According to a report from the Pentagon Inspector General, the U.S. Army isn’t implementing an effective cybersecurity program for commercial mobile devices, such as tablets and smartphones.
The assistant Inspector General, Alice F. Carey, says that if the devices continue to remain insecure, “malicious activities could disrupt Army networks and compromise sensitive [Dept. of Defense] information.”
The spot-check conducted by the Pentagon Inspector General’s office included a full accounting of mobile devices (smartphones and tablets) used at West Point and ERDC, excluding BlackBerry, from October 1, 2010 until May 31, 2012.
The report criticizes Army CIO, Lt. Gen. Susan Lawrence, for failing to implement “an effective cybersecurity program” for commercial mobile devices.
Specifically, the report adds, Lt. Gen. Lawrence didn’t track commercial mobile devices appropriately, and was unaware of more than 14,000 such devices being used throughout the Army.
Other listed failures include failure to use MDM to protect sensitive information on devices at West Point (U.S. Military Academy) and the Engineer Research and Development Center (ERDC); a failure to sanitize commercial devices properly, in addition to the failure to ensure they could be remotely wiped if lost or stolen.
“These actions occurred because the Army CIO did not develop clear and comprehensive policy for [commercial mobile devices] purchased under pilot and non-pilot programs. In addition, the Army CIO inappropriately concluded that [commercial mobile devices] were not connecting to Army networks and storing sensitive information.
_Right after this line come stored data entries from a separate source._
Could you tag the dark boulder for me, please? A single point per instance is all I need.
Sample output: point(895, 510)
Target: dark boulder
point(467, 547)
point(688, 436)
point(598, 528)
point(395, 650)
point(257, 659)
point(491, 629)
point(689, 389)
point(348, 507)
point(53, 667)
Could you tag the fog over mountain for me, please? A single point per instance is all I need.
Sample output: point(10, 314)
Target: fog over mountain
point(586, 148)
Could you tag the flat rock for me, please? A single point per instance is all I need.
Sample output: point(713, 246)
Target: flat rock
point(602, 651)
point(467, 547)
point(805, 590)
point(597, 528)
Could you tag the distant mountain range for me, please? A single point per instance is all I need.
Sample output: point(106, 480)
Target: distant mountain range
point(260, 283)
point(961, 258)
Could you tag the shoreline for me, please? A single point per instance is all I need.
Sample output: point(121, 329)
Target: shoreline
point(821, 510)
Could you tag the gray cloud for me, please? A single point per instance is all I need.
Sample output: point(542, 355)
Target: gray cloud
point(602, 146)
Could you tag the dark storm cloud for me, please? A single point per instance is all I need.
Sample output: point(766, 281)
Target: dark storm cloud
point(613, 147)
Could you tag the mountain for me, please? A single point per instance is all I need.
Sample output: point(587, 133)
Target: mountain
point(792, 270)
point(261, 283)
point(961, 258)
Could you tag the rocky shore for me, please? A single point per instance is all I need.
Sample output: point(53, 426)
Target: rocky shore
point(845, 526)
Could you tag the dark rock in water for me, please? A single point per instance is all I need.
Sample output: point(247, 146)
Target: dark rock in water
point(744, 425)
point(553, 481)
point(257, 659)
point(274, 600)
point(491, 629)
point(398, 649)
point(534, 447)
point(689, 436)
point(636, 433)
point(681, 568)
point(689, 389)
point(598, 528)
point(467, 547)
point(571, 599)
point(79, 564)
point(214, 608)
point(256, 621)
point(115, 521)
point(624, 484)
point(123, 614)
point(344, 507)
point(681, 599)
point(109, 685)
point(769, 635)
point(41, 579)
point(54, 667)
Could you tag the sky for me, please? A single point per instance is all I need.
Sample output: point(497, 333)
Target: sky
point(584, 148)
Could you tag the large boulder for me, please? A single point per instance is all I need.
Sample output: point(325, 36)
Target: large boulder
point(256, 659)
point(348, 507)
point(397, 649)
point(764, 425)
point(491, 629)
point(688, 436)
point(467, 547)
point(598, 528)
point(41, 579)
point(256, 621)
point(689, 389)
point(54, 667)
As a result, critical information assurance controls were not appropriately applied, which left the Army networks more vulnerable to cybersecurity attacks and leakage of sensitive data,” the report says.
The CIO’s office and the CIO’s at West Point and ERDC have until April 25 to respond and begin addressing the issues.
Bringing the point close to home, Sophos’ Beth Jones asks: “If the United States Army, with all the endless policies, is having a difficult time with BYOD, how is a small or medium-sized business going to cope?”